Actuellement, cette plateforme permet de représenter à des résolutions spatiale et temporelle fines les interactions entre les activités agricoles (choix d’assolement, conduite des différents systèmes de culture au sein de chaque système de production), l’hydrologie des différentes ressources en eau (basé sur les formalismes de la plateforme SWAT®) et la gestion des ressources en eau (lâchers, restrictions, choix entre ressources).

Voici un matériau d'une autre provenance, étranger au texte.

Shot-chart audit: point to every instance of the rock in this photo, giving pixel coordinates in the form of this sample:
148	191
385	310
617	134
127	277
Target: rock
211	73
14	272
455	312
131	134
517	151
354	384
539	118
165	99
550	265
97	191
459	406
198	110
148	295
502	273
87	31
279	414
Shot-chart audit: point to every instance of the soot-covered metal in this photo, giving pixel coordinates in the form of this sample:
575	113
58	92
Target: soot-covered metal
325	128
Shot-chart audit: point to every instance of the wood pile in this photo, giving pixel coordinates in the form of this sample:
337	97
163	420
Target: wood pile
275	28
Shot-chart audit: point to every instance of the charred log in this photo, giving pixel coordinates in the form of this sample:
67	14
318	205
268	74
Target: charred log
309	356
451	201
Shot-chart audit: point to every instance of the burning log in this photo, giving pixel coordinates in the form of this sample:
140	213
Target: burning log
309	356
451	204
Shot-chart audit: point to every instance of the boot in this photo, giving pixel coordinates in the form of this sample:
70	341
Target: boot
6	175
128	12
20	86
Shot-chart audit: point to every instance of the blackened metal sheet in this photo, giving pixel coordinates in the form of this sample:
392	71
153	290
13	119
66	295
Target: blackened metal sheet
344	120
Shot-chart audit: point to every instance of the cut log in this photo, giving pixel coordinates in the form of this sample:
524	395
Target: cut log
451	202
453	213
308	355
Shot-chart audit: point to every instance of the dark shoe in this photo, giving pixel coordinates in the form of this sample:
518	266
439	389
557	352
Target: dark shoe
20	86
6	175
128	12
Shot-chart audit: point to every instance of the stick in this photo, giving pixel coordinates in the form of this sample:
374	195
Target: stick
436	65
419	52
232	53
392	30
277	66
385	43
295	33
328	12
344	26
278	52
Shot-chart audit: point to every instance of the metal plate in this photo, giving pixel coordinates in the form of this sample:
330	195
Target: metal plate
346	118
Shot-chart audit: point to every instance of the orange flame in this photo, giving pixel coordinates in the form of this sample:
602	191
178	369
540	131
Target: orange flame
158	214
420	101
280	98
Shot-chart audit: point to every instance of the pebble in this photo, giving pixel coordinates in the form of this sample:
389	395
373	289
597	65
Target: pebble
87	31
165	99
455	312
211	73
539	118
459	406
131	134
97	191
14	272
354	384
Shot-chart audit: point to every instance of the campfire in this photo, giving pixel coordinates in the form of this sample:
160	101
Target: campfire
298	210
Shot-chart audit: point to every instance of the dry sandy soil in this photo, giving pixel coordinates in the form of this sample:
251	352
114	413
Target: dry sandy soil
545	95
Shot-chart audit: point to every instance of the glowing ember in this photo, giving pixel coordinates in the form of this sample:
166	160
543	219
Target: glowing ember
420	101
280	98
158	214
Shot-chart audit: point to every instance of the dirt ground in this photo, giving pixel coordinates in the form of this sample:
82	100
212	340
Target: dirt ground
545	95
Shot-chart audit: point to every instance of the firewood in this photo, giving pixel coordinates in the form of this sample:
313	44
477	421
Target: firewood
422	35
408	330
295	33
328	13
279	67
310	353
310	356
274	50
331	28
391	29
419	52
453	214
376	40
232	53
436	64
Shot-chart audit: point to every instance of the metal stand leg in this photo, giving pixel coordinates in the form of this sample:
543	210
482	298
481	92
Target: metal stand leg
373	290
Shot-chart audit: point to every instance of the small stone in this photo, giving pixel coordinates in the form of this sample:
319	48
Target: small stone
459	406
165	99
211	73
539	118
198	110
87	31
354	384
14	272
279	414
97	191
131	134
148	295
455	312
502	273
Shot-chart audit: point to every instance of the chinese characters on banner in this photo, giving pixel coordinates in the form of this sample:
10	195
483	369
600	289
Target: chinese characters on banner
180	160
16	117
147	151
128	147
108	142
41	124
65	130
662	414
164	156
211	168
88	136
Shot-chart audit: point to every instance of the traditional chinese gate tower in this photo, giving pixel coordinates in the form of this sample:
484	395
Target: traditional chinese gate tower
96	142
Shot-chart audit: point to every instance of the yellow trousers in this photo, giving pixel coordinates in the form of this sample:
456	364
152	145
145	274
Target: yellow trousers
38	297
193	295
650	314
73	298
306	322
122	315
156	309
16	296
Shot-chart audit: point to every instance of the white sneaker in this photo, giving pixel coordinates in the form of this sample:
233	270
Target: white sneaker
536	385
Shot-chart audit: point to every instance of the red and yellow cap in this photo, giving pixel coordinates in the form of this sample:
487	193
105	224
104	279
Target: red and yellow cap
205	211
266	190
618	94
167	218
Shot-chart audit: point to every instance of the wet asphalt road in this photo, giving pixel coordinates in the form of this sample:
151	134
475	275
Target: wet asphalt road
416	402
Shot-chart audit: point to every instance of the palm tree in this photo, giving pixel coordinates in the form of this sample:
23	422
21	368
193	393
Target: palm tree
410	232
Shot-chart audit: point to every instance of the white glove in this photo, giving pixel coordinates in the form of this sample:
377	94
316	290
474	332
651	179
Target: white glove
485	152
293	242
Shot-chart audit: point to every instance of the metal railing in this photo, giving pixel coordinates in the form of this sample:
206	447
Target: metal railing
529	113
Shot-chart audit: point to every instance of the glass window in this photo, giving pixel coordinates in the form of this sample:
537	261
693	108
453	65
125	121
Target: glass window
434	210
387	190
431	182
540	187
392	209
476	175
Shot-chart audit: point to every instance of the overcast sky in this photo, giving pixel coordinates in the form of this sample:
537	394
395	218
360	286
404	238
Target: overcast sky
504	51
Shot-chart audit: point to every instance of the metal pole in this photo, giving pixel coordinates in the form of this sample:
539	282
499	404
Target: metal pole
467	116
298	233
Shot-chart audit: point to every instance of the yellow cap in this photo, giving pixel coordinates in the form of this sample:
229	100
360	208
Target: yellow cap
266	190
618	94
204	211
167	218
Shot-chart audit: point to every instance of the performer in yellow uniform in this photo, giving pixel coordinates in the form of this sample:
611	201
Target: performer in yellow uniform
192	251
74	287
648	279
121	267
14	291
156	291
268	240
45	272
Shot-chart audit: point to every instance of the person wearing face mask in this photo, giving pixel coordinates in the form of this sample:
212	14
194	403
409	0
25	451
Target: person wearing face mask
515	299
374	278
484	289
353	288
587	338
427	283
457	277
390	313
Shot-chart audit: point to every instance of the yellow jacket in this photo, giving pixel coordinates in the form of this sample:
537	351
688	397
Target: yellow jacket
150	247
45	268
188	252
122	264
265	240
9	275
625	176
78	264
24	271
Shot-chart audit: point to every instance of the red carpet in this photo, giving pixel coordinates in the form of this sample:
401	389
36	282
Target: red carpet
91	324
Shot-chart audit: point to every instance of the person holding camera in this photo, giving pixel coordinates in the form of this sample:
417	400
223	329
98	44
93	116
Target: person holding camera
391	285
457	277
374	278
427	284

Plus généralement, Maelia propose une architecture logicielle pour traiter des questions concernant les interactions entre activités agricoles, dynamiques du paysage agricole et gestion des ressources naturelles à l’échelle du territoire. De manière originale, elle permet de représenter le fonctionnement et les interactions entre les 4 grands sous-systèmes d’un système socio-écologique : (i) l’écosystème, (ii) le système de ressources générées par cet écosystème, (iii) les activités des usagers de ces ressources et (iv) le système de gouvernance qui cherche à réguler les interactions entre usagers et ressources.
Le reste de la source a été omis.